# popping cork question



## Ragon210 (Jul 11, 2013)

I have use these before with live baits, but never with anything else like artificial plastics or DOA's. Is it best to use them on jig heads or just a hook? What works best? thanks:thumbup:


----------



## OTTE*DA*WORM (Feb 12, 2011)

Ragon210 said:


> I have use these before with live baits, but never with anything else like artificial plastics or DOA's. Is it best to use them on jig heads or just a hook? What works best? thanks:thumbup:


 
1/4 oz or 1/2 oz jig heads work great with Gulps. Most of your DOAs are pre-set up. I usually use a 1/2 oz DOA shrimp. Both are used on light tackle. I use the Gulps around docks and pilings and use the DOA on the grass flats. I also use the 4 inch Gulps along the beach using a 1 oz jig head. If you are going to use artificial, do not use the cork, IMO. O*D*W


----------



## timeflies (Oct 3, 2007)

Remember that the cork not only pops, but it keeps your bait off the bottom. Those winter time canal trout love a suspended bait. Artificial or not.


----------



## jim t (Sep 30, 2007)

And pop them pretty hard in water that is cloudy or badly stained. You maybe can't pop so hard with a live bait.

Jim


----------



## catfever24 (Dec 26, 2011)

I personally don`t use a jig head under the popping cork or Cajun Thunder. I free line the gulp on a 2/0 or 3/0 circle hook. When you pop it, it floats back down verses dropping straight down. I`ve out fished my fishin buddy many times this way. He still uses a 1/4oz jig head and still can`t figure out why I catch more fish. I work the popping cork pretty good as well.


----------



## SpeedoJosh (Jun 15, 2013)

Are you guys steadily popping and retrieving, or popping then letting sit for a while?


----------



## Ragon210 (Jul 11, 2013)

what length of leader do yall use from your hook to the cork?


----------



## Magic Mike (Jun 30, 2009)

Ragon210 said:


> what length of leader do yall use from your hook to the cork?

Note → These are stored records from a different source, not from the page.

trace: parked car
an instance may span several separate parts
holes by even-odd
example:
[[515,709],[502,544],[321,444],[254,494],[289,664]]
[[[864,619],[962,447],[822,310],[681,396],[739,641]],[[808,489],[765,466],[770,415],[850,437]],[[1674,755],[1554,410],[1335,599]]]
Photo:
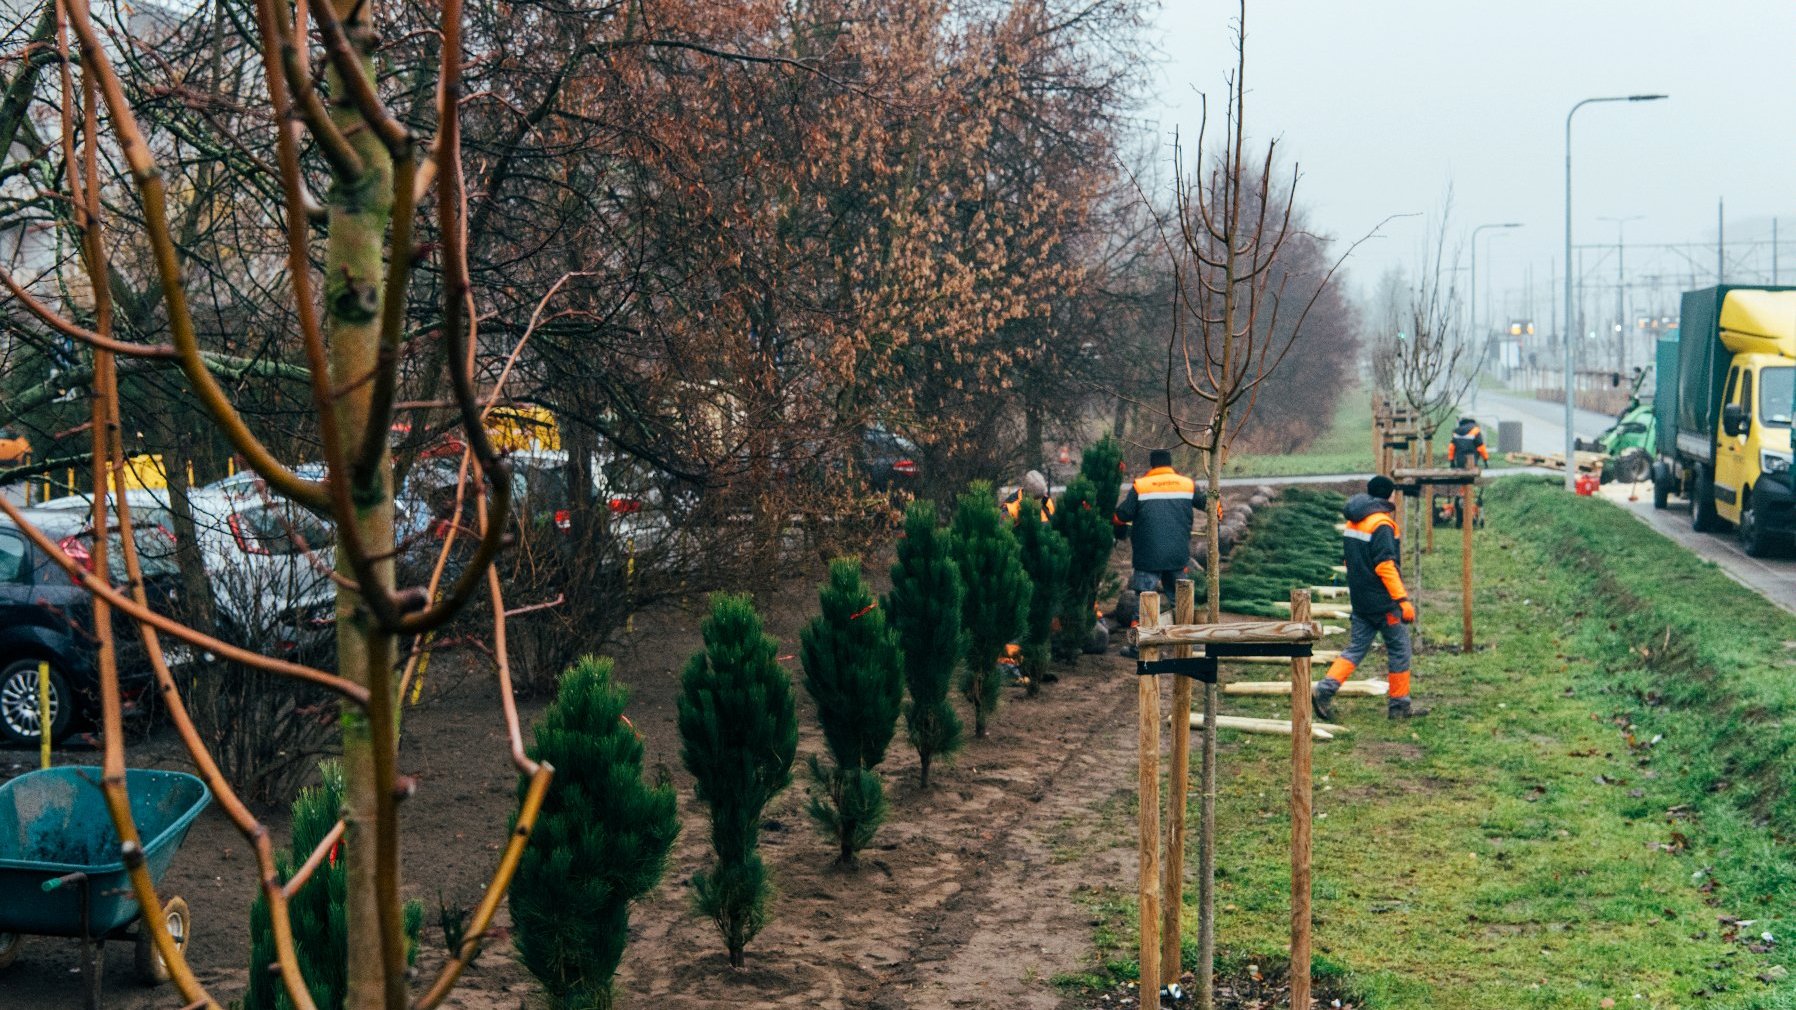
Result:
[[189,501],[224,637],[289,658],[327,651],[337,605],[330,522],[266,491],[207,491]]
[[[328,522],[267,491],[253,474],[238,479],[244,476],[189,494],[200,564],[225,637],[290,655],[329,636],[336,594],[326,569],[335,540]],[[134,525],[175,528],[167,489],[127,491],[125,501]],[[91,507],[78,494],[39,506],[83,516]]]
[[917,443],[876,424],[861,433],[860,458],[856,462],[874,490],[915,491],[922,472],[917,455]]
[[[26,509],[23,516],[64,553],[91,564],[95,535],[87,516],[74,509]],[[156,524],[132,532],[150,606],[166,611],[177,593],[174,538]],[[113,584],[124,582],[123,541],[116,527],[109,536],[107,569]],[[115,612],[113,632],[119,686],[129,711],[149,687],[149,660],[135,622]],[[35,745],[41,739],[40,663],[49,666],[50,739],[61,740],[77,725],[90,723],[99,711],[98,655],[87,590],[23,531],[0,519],[0,742]],[[192,652],[171,643],[164,656],[179,665]]]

Depends on the depth you're fishing... I like my to just touch the grass so when I pop it, he jumps out the grass, then drifts back down into it... like a natural shrimp would. Typically, mine is 2-4' long


----------



## Desert Eagle (Apr 25, 2012)

Pop it 3 quick short pops, allow the bait to fall, repeat.

The popping sound calls the fish and upon the fish's arrival, it sees the only movement in the area which is your falling bait - then BAM (hopefully)!!!

You should only have 18-20" of line between the cork and the bait.


----------



## moe (Aug 9, 2013)

I use popping/rattle corks all the time with live and artifical. DOA's work good under a cork. If I use a jig head for gulp or cacahoe under a cork, I usually use 1/8th oz. leader length depends on depth of water but it's usually 18" to 30"


----------



## tailfisher1979 (Jan 24, 2012)

Another option is a bubble rig with a plastic bead between it and the swivel. Casts a lot further and works just as well.


----------



## LSP552 (May 4, 2013)

If using plastic with a cork, I like a very light weight jig head, usually a 1/16 or 1/8. This seems to provide a bit better movement/action when working the cork.

Ken


----------



## smooth move (Sep 25, 2012)

*split shot*

i use a wide gap worm hook or a kahle hook with a split shot about 6-7" above it and i like the bait about a foot off the bottom.


----------